И конечно, так и случилось.
Скачущие впереди воины — из самых алчных — вдруг осадили коней, словно бы наткнулись на стену. А потом и повернули назад, да только не успели улепетнуть, поражённые меткими стрелами ханской гвардии кераитов — тех самых, с серыми перьями кречетов на шлемах. Все они были в панцирях — и люди, и кони — в пластинчато-стальных или в кожаных, ничуть не менее крепких и красивых. У многих, усиливая защиту, пересекались на груди железные наборные пелерины, из-под низко надвинутых шлемов едва виднелись глаза, в руках угрожающе покачивались длинные составные луки, копья и тяжёлые сабли.

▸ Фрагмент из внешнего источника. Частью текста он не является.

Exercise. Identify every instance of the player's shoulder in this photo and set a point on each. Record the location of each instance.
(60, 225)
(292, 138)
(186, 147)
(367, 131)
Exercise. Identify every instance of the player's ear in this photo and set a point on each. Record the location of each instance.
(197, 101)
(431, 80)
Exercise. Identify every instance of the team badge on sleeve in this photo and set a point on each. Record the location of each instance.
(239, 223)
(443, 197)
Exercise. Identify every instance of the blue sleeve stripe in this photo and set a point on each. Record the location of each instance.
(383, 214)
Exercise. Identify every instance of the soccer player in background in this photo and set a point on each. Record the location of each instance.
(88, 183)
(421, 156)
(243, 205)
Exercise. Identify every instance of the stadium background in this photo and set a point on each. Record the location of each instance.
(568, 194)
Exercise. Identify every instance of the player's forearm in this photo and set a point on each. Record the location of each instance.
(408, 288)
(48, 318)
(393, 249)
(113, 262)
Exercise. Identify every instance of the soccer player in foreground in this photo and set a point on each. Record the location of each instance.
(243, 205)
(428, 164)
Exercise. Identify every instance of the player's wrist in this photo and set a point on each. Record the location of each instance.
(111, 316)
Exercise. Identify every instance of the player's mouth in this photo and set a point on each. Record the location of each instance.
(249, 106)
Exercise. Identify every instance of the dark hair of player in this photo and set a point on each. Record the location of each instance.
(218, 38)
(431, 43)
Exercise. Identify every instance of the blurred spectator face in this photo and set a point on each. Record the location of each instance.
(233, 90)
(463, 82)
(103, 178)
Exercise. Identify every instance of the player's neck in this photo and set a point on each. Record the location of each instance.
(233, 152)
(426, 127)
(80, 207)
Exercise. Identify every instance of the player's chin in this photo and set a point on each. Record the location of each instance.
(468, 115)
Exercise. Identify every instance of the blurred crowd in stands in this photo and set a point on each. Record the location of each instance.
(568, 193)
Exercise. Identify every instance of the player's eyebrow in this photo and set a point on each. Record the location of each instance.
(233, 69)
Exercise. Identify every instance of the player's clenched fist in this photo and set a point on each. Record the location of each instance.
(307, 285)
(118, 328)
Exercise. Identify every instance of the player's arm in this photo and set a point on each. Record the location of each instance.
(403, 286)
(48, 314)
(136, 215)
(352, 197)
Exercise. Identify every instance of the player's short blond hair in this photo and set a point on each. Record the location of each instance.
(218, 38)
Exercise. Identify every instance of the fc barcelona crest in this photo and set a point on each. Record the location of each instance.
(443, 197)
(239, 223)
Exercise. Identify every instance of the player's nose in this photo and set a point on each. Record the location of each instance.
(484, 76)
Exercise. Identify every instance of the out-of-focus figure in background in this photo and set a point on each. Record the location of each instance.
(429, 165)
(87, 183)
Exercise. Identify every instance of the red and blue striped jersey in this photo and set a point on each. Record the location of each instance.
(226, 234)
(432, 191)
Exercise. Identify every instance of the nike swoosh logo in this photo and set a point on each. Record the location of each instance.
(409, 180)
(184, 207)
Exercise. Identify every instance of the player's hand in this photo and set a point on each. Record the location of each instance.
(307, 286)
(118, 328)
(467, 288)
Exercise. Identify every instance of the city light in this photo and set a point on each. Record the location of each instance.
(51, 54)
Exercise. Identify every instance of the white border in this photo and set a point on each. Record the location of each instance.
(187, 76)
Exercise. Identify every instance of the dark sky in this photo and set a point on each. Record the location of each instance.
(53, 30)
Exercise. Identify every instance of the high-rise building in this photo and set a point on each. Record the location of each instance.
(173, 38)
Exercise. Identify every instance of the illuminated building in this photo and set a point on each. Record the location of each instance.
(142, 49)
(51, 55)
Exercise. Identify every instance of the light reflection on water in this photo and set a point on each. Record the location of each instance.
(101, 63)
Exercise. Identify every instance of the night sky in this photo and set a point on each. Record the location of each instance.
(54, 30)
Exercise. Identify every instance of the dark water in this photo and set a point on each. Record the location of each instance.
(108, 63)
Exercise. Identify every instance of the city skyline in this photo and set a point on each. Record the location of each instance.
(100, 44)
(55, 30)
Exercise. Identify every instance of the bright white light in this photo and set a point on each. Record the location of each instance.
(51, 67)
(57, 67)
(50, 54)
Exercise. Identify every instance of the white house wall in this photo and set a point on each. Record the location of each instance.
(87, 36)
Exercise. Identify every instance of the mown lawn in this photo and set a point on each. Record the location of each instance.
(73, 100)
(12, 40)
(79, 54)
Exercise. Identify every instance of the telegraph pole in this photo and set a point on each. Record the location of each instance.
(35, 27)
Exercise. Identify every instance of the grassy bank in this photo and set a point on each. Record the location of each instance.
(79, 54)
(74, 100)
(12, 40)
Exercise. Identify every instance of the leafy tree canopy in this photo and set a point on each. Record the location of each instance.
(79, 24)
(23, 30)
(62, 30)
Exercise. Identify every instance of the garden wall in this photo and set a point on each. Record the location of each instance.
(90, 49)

Вот она — броненосная конница!
Сердце Баурджина нехорошо ёкнуло.
— Назад! — приподнявшись в стременах, закричал он, поднимая над головой трофейную саблю. — Назад! К Чёрному кряжу!
Его воины и десяток Кэзгерула организованно повернули, остальные же, чересчур увлёкшиеся преследованием и добычей, попали под натиск кераитских «рыцарей», словно под асфальтовый каток. А ведь были ж предупреждены! Ну, как, как поддерживать дисциплину, когда, почуяв возможность лёгкого грабежа, большая часть войска превращается в алчное неуправляемое стадо? Ну, чёрт с ними, теперь уж ничем не поможешь.
Найманские воины — теперь уже молча, без всяких криков — понеслись назад… нет, не совсем назад — чуть левей, к Чёрному кряжу, как раз там проходила дорога на перевалы. Там можно было уйти. И там, за первым кряжем, ждала засадная «тысяча» хана Инанч-Бильгэ.
— Быстрей! Быстрее! — на скаку перепрыгнув на заводного коня, подгонял своих воинов Баурджин.
А их осталось так мало — многие, слишком уж многие нашли свою смерть от злой кераитской стрелы. Уже не видать было Ильгана с Цыреном, здоровяка Кооршака… нет, вот он… вон и Гаарча с Хуридэном — если б Баурджин не вытащил тогда саблю, где б они были? А где Гамильдэ-Ичен? Неужели погиб? Жаль… Единственный грамотей на весь десяток, да и вообще — неплохой парень.
Юноша оглянулся. Вон он, Гамильдэ-Ичен! Еле тащится, ясно — лошадь устала. А заводной-то у него нет.
— Скачите!
Махнув рукой, Баурджин придержал коня, дожидаясь отставшего парня. А за ним — уже пугающе близко — блестели доспехи тяжёлой конницы кераитов.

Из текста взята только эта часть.